Software dependencies, work dependencies and Failure Proneness
1. Software Dependencies, Work Dependencies,
and their impact on Failures
Jeffrey A.Roberts, James D.Herbsleb, Marcelo cataldo and Audris Mockus
Presented By
Muthukumaran Kasinathan
2. Introduction
“Software faults are often the result of violated dependencies
that are not recognized by developers implementing software”
Research Questions
What is the relative impact of syntactic and logical
dependencies on the failure proneness of a software
system?
Do higher levels of work dependencies lead to higher levels
of failure proneness of a software system?
4. Syntactic Dependencies
“Syntactic dependencies will be computed between source
code files by identifying data, function and method references
crossing the boundary of each source code file ”

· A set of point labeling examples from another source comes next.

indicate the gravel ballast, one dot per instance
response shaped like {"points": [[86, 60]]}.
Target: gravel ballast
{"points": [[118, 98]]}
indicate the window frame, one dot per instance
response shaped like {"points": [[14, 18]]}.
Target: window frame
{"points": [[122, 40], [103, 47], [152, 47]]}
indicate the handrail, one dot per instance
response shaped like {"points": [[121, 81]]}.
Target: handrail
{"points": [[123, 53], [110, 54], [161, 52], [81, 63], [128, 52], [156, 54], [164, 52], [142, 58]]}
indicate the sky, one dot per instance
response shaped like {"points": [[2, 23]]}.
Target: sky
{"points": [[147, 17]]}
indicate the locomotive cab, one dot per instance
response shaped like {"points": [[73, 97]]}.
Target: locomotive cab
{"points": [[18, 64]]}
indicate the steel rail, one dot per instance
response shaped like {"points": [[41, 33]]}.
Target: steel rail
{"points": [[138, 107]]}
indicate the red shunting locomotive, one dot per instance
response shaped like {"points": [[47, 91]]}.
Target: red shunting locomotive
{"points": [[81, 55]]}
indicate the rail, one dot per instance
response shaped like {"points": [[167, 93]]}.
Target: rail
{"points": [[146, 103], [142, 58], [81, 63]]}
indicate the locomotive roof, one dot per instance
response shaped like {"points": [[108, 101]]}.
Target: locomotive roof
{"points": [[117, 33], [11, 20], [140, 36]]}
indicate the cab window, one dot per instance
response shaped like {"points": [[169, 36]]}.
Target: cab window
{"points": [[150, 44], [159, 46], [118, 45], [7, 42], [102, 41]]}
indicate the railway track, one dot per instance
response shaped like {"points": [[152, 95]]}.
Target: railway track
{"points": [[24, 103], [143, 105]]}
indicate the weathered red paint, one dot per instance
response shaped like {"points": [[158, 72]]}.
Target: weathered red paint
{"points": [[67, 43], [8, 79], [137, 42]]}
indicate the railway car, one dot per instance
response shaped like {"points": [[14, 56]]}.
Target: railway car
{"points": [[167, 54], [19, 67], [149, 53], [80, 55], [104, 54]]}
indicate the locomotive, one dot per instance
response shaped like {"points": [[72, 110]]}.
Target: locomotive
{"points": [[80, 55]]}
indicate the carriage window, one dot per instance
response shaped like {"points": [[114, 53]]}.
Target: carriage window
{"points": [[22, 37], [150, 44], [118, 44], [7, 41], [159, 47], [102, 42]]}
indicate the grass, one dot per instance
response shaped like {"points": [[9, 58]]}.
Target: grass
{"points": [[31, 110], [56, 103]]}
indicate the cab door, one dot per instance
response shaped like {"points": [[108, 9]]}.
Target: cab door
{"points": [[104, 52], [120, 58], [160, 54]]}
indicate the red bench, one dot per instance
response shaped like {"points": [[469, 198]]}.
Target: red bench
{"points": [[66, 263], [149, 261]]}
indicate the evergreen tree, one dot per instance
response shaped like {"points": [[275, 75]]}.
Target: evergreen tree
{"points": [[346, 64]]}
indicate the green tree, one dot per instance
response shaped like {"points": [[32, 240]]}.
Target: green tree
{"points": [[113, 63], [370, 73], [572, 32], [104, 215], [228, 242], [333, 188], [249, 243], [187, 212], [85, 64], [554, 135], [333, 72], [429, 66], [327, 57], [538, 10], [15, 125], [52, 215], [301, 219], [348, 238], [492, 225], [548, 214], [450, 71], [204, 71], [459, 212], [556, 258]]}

Focuses on Control and Dataflow relationships
These dependencies could be:
Inflow, Outflow Data Dependencies
Inflow, Outflow Functional Dependencies
5. Logical Dependencies
Relate source-code files that are modified together as part of
an MR
If only one file was changed for an MR, then there is no
dependencies
Using the Commit information from the Version control
system, a logical dependency matrix (LDM) was created
LDM is a symmetric matrix of source-code files where Cij
represents the sum, across all releases, of the number of
times files i and j were changed together as part of an MR
6. Logical Dependencies
“Logical Dependencies between the source code files will be
calculated by identifying source code files that are changed
together as part of software development”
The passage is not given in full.